Ausschließlich online tritt bisher auch Kandidat Tobias Schoch aus Mainhardt im Landkreis Schwäbisch Hall in Erscheinung. Eine Anfrage der „Schwäbischen Zeitung“blieb bislang unbeantwortet. Auf seiner Internetseite www.schoch-waehlen.de und in den verschiedensten sozialen Medien stellt sich der 36-Jährige als ein „durch und durch Land- und Familienmensch“vor – und als Kandidat der Freien Wähler für die Bundestagswahl. Für die Freien Wähler ist er auch im Vorstand der Landesvereinigung Baden-württemberg und der Bezirksvereinigung Nordwürttemberg tätig.
Als seine Themen zählt Schoch die Entwicklung des ländlichen Raums, „Smart Society“, Verbraucher- und Bürgerrechte sowie Kommunalförderung auf. Über die Person Tobias Schoch erfährt man etwa, dass er verheiratet und Vater einer fünfjährigen Tochter ist. Beruflich sei er als Sachbearbeiter Edv-organisation am Landratsamt Schwäbisch Hall und im Gemeindeverwaltungsverband „Raum Weinsberg“tätig. Unter weitere Tätigkeiten gibt er Erfahrungen als Zeitungsausträger, Aushilfe in einer Bäckerei und verschiedene Ferienjobs, etwa in der Sprudelwasserproduktion an. Auch listet er eine Vielzahl von Qualifikationen – vom Holzmechaniker über Touristikfachkraft bis zum Feng-shui-berater – auf, alles belegt durch eine umfangreiche Sammlung von Zertifikaten, angefangen von seinem Abschlusszeugnis der Einjährigen Gewerblichen Berufsfachschule in Schwäbisch Hall 2004. Weitere Fortbildungsmaßnahmen befänden sich derzeit in Umsetzung.
Keine Treffer liefern die gängigen Internet-suchmaschinen dagegen zu Michael Kara, dem Vierten im Bunde.

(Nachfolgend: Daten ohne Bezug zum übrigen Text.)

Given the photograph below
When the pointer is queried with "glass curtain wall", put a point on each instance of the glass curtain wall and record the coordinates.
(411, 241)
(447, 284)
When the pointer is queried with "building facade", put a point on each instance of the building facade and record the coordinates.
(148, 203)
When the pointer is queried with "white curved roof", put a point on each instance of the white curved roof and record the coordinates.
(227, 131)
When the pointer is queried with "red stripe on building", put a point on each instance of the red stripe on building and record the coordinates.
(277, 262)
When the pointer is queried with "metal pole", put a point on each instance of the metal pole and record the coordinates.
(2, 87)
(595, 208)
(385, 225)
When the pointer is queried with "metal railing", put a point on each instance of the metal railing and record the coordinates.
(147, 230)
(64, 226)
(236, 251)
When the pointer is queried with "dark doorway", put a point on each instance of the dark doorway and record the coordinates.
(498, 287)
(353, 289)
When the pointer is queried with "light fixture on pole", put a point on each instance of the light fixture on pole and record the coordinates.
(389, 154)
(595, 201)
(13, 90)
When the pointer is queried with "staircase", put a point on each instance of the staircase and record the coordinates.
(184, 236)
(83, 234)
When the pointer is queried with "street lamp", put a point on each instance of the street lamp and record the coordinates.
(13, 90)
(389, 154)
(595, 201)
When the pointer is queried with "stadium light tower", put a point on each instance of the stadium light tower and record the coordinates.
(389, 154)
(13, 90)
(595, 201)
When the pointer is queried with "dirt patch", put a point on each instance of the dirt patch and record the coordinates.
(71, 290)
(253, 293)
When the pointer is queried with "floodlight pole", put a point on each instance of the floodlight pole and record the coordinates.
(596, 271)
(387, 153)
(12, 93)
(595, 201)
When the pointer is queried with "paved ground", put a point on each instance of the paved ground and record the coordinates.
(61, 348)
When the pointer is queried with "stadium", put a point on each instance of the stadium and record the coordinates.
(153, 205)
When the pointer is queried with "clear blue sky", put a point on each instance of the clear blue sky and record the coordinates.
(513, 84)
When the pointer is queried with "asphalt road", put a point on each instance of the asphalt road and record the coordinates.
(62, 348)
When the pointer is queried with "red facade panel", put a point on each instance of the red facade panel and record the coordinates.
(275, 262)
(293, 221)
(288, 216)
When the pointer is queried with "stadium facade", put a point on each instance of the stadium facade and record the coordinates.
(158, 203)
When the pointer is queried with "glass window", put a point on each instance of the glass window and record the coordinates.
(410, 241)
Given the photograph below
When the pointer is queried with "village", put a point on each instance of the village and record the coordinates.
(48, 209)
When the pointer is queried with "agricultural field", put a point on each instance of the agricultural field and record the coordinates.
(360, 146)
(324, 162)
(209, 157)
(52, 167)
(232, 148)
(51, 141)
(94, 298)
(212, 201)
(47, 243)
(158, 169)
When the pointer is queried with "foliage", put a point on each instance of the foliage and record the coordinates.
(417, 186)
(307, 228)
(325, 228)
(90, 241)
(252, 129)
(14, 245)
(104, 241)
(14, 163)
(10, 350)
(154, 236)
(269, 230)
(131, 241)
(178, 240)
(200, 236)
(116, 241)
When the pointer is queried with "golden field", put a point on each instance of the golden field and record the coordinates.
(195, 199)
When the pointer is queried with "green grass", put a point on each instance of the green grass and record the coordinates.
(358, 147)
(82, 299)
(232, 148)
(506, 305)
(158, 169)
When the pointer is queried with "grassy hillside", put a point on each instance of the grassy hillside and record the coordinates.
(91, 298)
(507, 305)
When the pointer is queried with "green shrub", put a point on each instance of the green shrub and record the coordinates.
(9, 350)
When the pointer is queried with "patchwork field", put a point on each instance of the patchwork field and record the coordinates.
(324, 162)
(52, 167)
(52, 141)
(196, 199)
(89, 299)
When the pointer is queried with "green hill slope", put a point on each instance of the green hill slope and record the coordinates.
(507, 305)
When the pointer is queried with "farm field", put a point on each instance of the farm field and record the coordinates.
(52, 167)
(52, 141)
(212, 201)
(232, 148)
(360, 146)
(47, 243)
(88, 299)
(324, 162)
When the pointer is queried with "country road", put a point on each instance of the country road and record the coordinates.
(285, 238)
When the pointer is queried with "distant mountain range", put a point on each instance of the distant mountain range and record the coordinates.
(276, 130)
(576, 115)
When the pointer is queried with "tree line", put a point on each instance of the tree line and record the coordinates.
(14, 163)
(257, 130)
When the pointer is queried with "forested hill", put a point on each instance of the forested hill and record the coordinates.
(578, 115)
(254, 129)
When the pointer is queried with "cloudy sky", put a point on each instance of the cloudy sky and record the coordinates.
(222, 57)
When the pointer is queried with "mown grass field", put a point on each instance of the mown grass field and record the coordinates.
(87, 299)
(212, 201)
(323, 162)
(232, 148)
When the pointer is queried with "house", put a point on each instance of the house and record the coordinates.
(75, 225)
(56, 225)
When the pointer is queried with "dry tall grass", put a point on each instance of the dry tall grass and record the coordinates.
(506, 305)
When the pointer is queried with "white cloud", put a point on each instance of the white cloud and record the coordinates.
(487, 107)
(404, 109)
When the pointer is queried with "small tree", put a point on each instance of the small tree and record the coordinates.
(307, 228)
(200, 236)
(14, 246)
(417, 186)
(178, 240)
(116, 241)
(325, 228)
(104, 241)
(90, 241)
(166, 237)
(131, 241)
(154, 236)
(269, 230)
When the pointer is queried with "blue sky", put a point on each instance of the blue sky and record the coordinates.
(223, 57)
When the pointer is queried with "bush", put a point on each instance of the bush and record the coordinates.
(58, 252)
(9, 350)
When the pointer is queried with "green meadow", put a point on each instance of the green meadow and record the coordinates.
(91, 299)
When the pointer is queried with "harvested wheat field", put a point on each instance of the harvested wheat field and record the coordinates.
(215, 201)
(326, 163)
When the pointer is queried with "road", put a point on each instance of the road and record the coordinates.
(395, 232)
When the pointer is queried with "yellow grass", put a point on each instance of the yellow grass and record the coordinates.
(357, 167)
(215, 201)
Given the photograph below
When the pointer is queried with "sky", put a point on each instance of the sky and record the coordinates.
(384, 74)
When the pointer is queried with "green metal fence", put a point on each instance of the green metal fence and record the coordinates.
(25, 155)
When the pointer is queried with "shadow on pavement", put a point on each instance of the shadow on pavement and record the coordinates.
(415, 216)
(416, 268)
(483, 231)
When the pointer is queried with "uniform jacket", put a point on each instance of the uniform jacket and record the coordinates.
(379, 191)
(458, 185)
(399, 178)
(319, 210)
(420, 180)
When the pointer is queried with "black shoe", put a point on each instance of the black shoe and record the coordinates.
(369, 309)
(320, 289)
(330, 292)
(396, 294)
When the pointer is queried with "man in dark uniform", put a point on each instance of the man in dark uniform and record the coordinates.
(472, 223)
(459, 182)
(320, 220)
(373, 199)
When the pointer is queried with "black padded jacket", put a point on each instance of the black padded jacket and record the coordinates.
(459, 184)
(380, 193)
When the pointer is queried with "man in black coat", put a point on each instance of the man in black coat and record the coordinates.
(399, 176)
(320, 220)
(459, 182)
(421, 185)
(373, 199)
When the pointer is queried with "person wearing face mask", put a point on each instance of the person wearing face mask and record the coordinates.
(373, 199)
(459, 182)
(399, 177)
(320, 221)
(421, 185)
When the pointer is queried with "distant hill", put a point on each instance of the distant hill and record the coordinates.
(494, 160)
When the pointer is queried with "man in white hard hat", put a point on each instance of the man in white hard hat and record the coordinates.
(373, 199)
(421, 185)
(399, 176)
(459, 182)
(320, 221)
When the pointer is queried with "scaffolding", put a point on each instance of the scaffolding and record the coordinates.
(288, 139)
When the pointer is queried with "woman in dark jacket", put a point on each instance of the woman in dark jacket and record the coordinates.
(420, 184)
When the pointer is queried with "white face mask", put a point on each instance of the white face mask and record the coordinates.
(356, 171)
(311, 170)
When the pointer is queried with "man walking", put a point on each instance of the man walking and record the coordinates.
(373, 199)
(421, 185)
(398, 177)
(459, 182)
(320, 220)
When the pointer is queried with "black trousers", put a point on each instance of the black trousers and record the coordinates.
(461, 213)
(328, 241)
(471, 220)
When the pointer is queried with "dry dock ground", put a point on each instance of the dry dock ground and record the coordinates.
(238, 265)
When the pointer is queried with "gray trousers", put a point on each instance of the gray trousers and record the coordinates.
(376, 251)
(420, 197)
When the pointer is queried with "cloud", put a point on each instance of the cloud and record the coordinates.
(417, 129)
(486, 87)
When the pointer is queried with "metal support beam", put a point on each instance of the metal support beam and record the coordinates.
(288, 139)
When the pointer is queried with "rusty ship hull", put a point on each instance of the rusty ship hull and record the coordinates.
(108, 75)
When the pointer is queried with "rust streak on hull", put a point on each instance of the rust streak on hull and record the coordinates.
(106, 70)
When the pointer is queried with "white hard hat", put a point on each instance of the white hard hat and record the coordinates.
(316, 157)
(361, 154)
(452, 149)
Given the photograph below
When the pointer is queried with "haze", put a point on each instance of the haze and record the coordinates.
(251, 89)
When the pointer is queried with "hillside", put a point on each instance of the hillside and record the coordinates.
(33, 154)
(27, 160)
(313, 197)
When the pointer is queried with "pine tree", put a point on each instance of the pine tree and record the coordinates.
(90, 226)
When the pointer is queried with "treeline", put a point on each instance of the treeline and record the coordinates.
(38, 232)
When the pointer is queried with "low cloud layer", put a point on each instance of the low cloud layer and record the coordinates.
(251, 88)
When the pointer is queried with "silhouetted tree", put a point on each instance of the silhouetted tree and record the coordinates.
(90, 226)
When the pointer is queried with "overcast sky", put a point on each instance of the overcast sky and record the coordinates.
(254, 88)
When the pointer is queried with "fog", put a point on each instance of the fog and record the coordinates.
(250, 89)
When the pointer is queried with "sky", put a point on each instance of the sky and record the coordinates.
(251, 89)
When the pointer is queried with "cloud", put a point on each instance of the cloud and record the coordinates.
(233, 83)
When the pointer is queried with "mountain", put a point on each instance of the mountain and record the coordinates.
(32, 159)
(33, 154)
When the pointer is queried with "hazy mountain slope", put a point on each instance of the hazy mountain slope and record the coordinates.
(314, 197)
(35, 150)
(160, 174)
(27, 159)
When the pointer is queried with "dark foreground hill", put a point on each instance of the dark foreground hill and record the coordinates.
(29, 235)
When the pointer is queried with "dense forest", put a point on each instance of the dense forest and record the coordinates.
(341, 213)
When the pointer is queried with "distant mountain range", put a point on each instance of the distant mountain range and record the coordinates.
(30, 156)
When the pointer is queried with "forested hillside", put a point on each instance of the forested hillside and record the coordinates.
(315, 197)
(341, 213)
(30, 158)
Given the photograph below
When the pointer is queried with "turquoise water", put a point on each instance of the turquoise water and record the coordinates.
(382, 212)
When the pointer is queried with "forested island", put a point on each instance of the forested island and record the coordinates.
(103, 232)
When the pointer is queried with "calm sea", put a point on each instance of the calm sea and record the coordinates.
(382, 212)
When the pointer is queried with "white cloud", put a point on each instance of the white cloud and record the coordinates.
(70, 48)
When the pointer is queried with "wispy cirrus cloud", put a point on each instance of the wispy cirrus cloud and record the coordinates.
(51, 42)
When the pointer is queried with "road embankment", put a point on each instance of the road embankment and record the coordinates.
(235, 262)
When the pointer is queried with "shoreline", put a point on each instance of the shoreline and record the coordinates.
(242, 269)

Auch von ihm gab es bisher auf die Anfrage der „Schwäbischen Zeitung“keine Antwort. Durch seine Bewerbung bekannt geworden ist nur, dass er in Besigheim wohnt und als 1995 Geborener der Jüngste der vier Kandidaten ist. Ob er die Möglichkeit der öffentlichen Kandidatenvorstellung am Samstag nutzen wird, ist unbekannt.
Simon Schmeisser stellt sein Wahlprogramm am Sonntag, 12. September, von 18 bis 19 Uhr online als Youtube-livestream vor. Eine Youtube-wahlveranstaltungen ist geplant für Mittwoch, 15. September, 18 bis 19 Uhr mit dem Thema Zukunft der Schule/ Feuerwehr. Der Livestream könne jeweils unter dem Suchwort „Simon W. Schmeisser“auf Youtube gefunden werden. Eine dritte Veranstaltung am 24. September, wahrscheinlich zum Thema Kommunalfinanzen, sei in Planung.